La privacidad como derecho frente al acceso a Facebook

  • Hay amplio acuerdo en que el acceso a las redes sociales no es un derecho fundamental, pero la privacidad sí lo es.
  • Argumento: las empresas deben cumplir la ley; si no pueden operar su servicio sin violar derechos, deberían abandonar el mercado.
  • Contraargumento: los reguladores no deberían tratar las redes sociales como un derecho adquirido ni regular los modelos de negocio con demasiada agresividad.

Debates sobre precios y modelo de negocio

  • Muchos consideran que la tarifa de Meta, de unos 10 €/mes, está inflada deliberadamente para empujar a los usuarios hacia el rastreo.
  • Se discute la estimación de los ingresos publicitarios por usuario en la UE; algunos dicen que la cuota supera con creces los ingresos medios, mientras que otros señalan que cifras más recientes sugieren que podría estar más cerca.
  • Preocupa que permitir que las empresas “vendan de vuelta” la privacidad siente un precedente en el que los derechos se conviertan, de facto, en contenidos de pago.
  • La postura contraria: las plataformas cuestan mucho de mantener; hacen falta anuncios o tarifas, y pagar por no ser rastreado es razonable en principio.

Dependencia social de los servicios de Meta

  • Varios señalan que WhatsApp, Instagram y Facebook están profundamente integrados en la vida diaria (escuelas, clubes, eventos).
  • Este encierro social hace que “simplemente no lo uses” sea irrealista para muchos, especialmente estudiantes y padres.

Rastreo, anuncios y anonimización

  • Se distingue entre anuncios y rastreo: a los usuarios les molesta sobre todo la elaboración de perfiles, no los anuncios en sí.
  • Se afirma que la supuesta “anonimización” suele ser solo seudonimización y es fácilmente reversible.
  • Los comentaristas sospechan que Meta sigue recopilando datos incluso de los usuarios de pago, ya que la suscripción solo elimina los anuncios personalizados, no el rastreo.

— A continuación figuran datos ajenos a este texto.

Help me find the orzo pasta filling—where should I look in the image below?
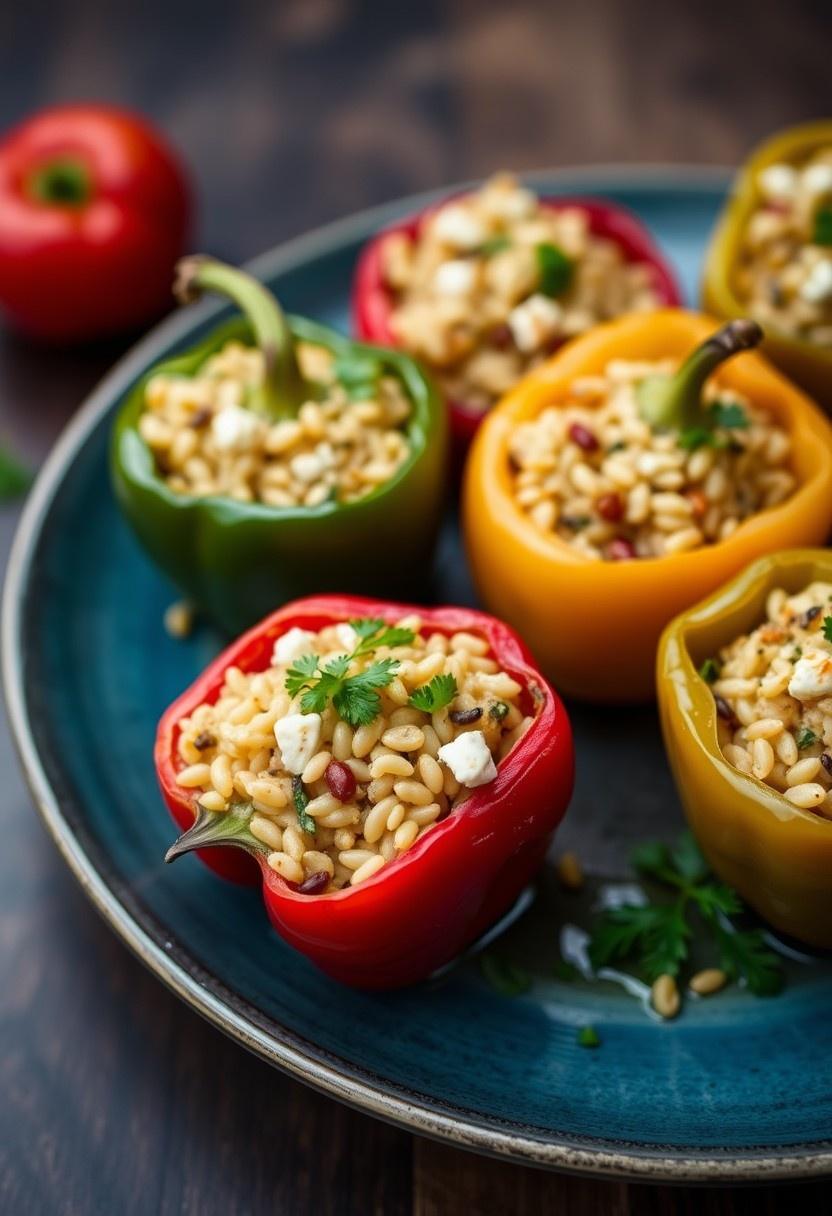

Comparación con otras plataformas y editores

  • Algunos desearían que se aplicaran restricciones similares a Google/YouTube; otros señalan que ya se puede reducir el rastreo de YouTube mediante ajustes o soluciones alternativas.
  • Se mencionan los muros de cookies y los modelos “pur-abo” (pagar-o-consentir) de sitios de noticias europeos; algunos reguladores los han aceptado explícitamente, lo que ha generado críticas por inconsistencia.

Aplicación, daños y papel de Noyb

  • Noyb recibe amplios elogios por ser metódico y eficaz; se le considera probable ganador dado el texto del RGPD sobre el consentimiento y los patrones oscuros.
  • Se debate si los usuarios pueden reclamar daños civiles además de multas regulatorias; se sugiere que las resoluciones administrativas pueden respaldar demandas colectivas de pequeña cuantía o la tutela colectiva.